Dalam kerangka cita-cita menyongsong kehidupan lebih baik kita mencoba untuk menganalisis kenyataan kultural-sosiologis, dengan demikian terlihat hubungan dialektika antara kenyataan dan cita-cita, sehingga mampu melihat realitas masyarakat kita dengan lebih jeli serta kritis. Menghadapi keragaman pengaruh dan tawaran setiap pribadi atau negara secara sadar atau tidak akan menentukan sikap. Ternyata bagaimanapun juga setiap pribadi secara sadar atau tidak sadar harus mengambil suatu sikap tertentu. Sikap ini karena ia ambil haruslah juga ia secara pribadi mempertanggung-jawabkannya. Maka kelihatan adanya keragaman yang luar biasa dalam sikap-sikap pribadi tersebut. Pertama karena orang begitu mengagumi yang dari luar beserta budaya, termasuk unsur religiusnya, orang dapat tercabut dari akar budayanya. Yang baik adalah yang dari luar. Yang baik adalah unsur-unsur baru. Coba bandingkan kita lebih senang lagu-lagu macam apa dibanding dengan misalnya musik gamelan atau wayang? Karena tercabut dari akar budaya dan tidak mempunyai pegangan yang mantap, orang tidak tahu lagi ke mana melangkah. Sehingga terjadi salah langkah atau salah tingkah. Atau orang bersifat apatis. Toh semua ada unsur baik atau buruknya maka ya sudahlah. Ini suatu sikap yang berbahaya yang bisa menghinggapi generasi yang kurang kritis dan terlalu silau terhadap kemajuan atau pengaruh asing dalam semua seginya.

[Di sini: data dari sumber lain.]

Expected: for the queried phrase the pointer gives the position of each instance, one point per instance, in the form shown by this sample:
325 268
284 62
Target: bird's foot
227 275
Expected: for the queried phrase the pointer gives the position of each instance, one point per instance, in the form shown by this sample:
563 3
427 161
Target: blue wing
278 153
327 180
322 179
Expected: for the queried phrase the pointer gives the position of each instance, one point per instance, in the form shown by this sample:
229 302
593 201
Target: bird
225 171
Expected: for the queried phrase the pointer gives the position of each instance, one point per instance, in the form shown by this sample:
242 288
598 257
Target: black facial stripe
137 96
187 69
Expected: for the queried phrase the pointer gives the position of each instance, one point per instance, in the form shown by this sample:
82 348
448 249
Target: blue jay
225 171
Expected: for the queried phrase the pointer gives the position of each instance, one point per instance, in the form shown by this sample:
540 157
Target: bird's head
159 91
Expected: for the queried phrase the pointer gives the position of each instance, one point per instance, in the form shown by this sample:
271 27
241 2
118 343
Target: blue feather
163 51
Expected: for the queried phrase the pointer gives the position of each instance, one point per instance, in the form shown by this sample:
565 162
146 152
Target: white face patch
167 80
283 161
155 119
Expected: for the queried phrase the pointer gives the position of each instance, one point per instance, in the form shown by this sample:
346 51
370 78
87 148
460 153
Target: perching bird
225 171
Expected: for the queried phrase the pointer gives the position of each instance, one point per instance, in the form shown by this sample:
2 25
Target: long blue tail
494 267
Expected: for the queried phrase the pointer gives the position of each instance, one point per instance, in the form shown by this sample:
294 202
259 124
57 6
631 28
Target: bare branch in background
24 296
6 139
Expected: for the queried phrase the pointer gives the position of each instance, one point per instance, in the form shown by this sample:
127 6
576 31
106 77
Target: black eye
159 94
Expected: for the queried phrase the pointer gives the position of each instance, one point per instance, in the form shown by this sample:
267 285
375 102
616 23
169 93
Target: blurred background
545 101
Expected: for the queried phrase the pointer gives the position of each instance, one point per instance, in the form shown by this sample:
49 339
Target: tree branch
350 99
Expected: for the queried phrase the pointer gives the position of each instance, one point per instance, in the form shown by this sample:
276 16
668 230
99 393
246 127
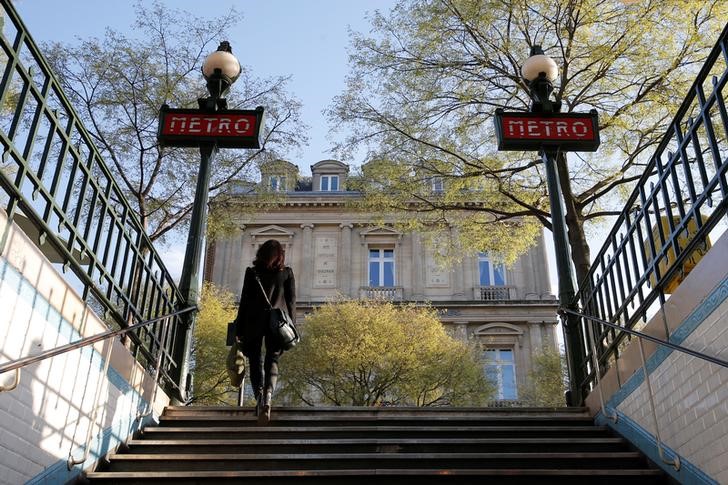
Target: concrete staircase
377 445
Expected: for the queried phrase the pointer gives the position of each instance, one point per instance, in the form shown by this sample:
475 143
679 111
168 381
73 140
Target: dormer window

Kedua orang dapat mereaksi keragaman tersebut dengan menutup diri, terkukung dalam angan-angan, terpenjara oleh pikiran-pikiran palsu, terantai oleh yang serba ortodoks atau tradisional. Orang-orang tersebut akan gamang dalam menyaksikan perkembangan dan mencoba untuk menarik diri. Bahkan orang-orang tersebut bisa sinis terhadap perkembangan. Terlebih lagi orang-orang yang demikian bisa memusuhi orang-orang lain yang menganggap bahwa perkembangan sesuatu yang harus digapai. Boleh jadi orang atau bangsa itu berpandangan bahwa yang terbaik itu saya atau kami. Pokoknya yang terbaik sukuku, yang terpandang agamaku, yang terkenal pulauku, yang hebat universitasku. Kata “ku-ku-ku” ini bisa diperpanjang sampai ke ha-hal yang sangat kecil dan tidak relevan, sehingga pluralitas beranak-pinak. Unsur yang baik itu berlaku untuk segala segi budaya dan agama. Boleh jadi karena orang tidak siap menghadapi kemajuan atau curiga lalu menutup diri terhadap pengaruh dan tawaran. Orang atau bangsa lalu bersikap eksklusif, kalau tidak dari saya atau kami itu tidak baik, titik. Dalam situasi yang demikian misalnya orang akan sangat peka terhadap kritik, bahkan yang positif. Orang dapat membela diri secara tidak wajar. Orang dapat mengatakan bahwa pers asing itu tidak baik, yang baik adalah pers Indonesia yang bertanggung-jawa alias tidak berani mengkritik atau menulis seperti apa adanya. Karena menutup diri maka orang itu menjadi sangat sensitif terhadap pengaruh dan tawaran dari luar, menolak bahkan ofensif.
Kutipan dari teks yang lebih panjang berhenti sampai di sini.